7.3 Validate Report-only impact for SPs

The Sign-in logs blade has a separate tab for service principal sign-ins.

  1. Identity → Monitoring & health → Sign-in logs.
  2. Click the Service principal sign-ins tab (next to User sign-ins).
  3. Filter Conditional Access = Report-only: Failure and Conditional Access policy = CA-003.
  4. Each row is a service principal sign-in that would have been blocked. For each, confirm:
  5. Is the source IP one that should be in the permitted set? Add it to Workload Identity Permitted IPs (§4.3).
  6. Is this an unexpected service principal (compromised credential, shadow integration)?
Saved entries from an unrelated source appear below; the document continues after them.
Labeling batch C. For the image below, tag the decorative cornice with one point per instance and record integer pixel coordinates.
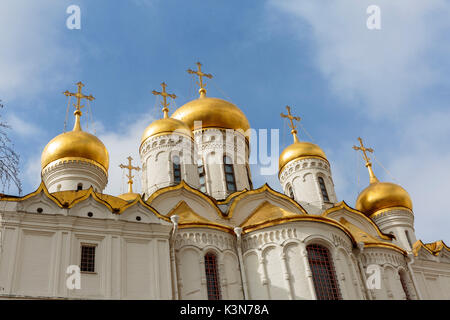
(343, 205)
(264, 188)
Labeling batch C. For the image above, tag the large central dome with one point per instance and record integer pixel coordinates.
(213, 113)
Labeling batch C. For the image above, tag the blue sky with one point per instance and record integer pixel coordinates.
(389, 86)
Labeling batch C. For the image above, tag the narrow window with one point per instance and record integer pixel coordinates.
(202, 178)
(229, 174)
(176, 169)
(87, 258)
(324, 275)
(323, 189)
(404, 285)
(212, 277)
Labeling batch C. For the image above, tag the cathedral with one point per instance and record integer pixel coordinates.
(200, 230)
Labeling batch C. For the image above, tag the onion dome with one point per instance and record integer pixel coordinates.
(76, 144)
(166, 125)
(380, 195)
(299, 149)
(212, 112)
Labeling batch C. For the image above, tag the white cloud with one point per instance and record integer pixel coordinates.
(122, 143)
(383, 74)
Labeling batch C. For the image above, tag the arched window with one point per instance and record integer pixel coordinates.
(212, 276)
(229, 174)
(202, 177)
(323, 189)
(290, 192)
(176, 169)
(324, 275)
(404, 285)
(408, 238)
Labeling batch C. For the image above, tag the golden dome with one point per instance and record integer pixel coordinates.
(299, 150)
(166, 126)
(382, 195)
(76, 144)
(213, 112)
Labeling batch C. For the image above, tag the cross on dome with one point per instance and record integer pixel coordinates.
(129, 175)
(368, 164)
(164, 94)
(291, 120)
(78, 106)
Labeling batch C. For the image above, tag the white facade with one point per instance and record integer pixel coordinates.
(74, 174)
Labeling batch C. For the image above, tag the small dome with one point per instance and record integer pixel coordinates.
(76, 144)
(382, 195)
(166, 126)
(214, 113)
(299, 150)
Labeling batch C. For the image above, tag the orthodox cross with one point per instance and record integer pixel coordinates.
(200, 75)
(164, 94)
(372, 176)
(78, 105)
(291, 120)
(129, 176)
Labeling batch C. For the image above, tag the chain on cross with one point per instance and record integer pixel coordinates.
(164, 94)
(129, 175)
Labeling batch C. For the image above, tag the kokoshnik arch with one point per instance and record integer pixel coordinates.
(200, 230)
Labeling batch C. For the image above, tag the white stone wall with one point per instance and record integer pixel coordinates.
(302, 175)
(157, 166)
(212, 145)
(191, 245)
(63, 176)
(432, 274)
(38, 248)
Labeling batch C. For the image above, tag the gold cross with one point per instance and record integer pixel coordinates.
(368, 164)
(78, 105)
(291, 119)
(200, 75)
(129, 176)
(164, 94)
Disable the SP and open an incident — see Control 3.9 for the analytic rule.

Don't apply CA-WID to managed identities you cannot test

A managed identity used by an Azure Function that posts to Microsoft Graph from a public Azure egress IP that you have not enumerated in §4.3 will be blocked the moment Policy C goes from Report-only to On. The 7-day soak window in §13 exists for exactly this reason. Plan to add IP ranges as you discover them and to extend the soak by another week if the Report-only failure rate has not stabilized.
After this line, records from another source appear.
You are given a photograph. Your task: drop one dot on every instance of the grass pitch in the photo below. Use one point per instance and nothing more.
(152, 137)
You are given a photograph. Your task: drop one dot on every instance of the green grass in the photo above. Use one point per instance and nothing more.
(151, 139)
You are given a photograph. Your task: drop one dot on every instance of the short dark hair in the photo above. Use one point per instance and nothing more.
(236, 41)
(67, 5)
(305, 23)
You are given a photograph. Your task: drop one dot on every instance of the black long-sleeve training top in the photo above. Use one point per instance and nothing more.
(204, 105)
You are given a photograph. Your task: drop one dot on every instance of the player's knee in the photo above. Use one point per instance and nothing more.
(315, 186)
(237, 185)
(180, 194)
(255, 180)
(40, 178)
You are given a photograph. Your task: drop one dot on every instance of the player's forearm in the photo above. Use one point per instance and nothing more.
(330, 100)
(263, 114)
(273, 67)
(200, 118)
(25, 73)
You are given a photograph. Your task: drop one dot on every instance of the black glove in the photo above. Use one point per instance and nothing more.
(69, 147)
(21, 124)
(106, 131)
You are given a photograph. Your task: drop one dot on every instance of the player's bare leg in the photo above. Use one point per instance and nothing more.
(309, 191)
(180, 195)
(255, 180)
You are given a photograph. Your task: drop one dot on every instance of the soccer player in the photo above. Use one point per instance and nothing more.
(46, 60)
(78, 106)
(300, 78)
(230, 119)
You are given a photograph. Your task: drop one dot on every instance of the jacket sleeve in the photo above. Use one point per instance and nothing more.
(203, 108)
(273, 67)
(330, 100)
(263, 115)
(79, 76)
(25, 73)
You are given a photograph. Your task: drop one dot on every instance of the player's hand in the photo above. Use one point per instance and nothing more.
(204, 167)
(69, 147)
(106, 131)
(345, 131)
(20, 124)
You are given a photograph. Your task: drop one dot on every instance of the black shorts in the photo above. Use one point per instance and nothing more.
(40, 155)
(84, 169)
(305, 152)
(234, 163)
8. Policy D — Session controls: CAE, sign-in frequency, Token Protection

The fourth policy adds session-layer controls. Unlike Policies A–C, Policy D does not block; it shortens session lifetimes and subscribes the token to revocation events so that if a credential or device posture changes mid-session, the session ends.
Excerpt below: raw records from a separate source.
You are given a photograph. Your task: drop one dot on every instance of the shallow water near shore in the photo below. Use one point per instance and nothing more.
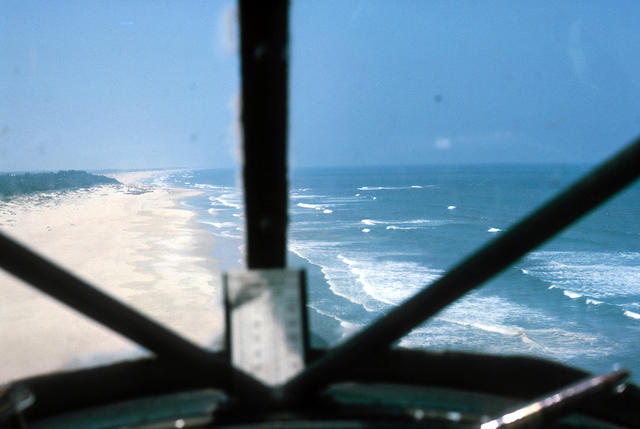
(372, 237)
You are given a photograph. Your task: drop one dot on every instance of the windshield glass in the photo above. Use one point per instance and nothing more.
(418, 132)
(421, 130)
(143, 93)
8.1 Continuous Access Evaluation (CAE)

CAE is enabled by default at tenant level for all CAE-aware Microsoft services (Exchange Online, SharePoint Online, Teams, Microsoft Graph). You verify it is on; you do not need to enable it per policy.

  1. https://entra.microsoft.com → Protection → Conditional Access → Policies → + New policy.
  2. Name: CA-004 — Session controls — CAE, sign-in frequency, Token Protection (Z3 environments)
  3. Assignments → Users: include Agent-Makers-Z3 (makers in Zone 3 environments) and Privileged-Role-Holders; exclude Break-Glass-Accounts.
  4. Target resources → Cloud apps → All cloud apps.
  5. Session:
  6. Check Customize continuous access evaluationStrict enforcement (the strict mode revokes tokens within ~5 minutes of a critical event such as account disable, password change, or risky-user elevation; default mode allows up to 60 minutes).

8.2 Sign-in frequency — 4-hour reauth in Z3

Sign-in frequency forces an interactive reauthentication after the configured interval. For Z3 (Enterprise / regulated) environments, 4 hours is the recommended FSI baseline; for Z2 (Team), 8 hours; Z1 (Personal) inherits tenant default (typically 90 days for non-privileged users).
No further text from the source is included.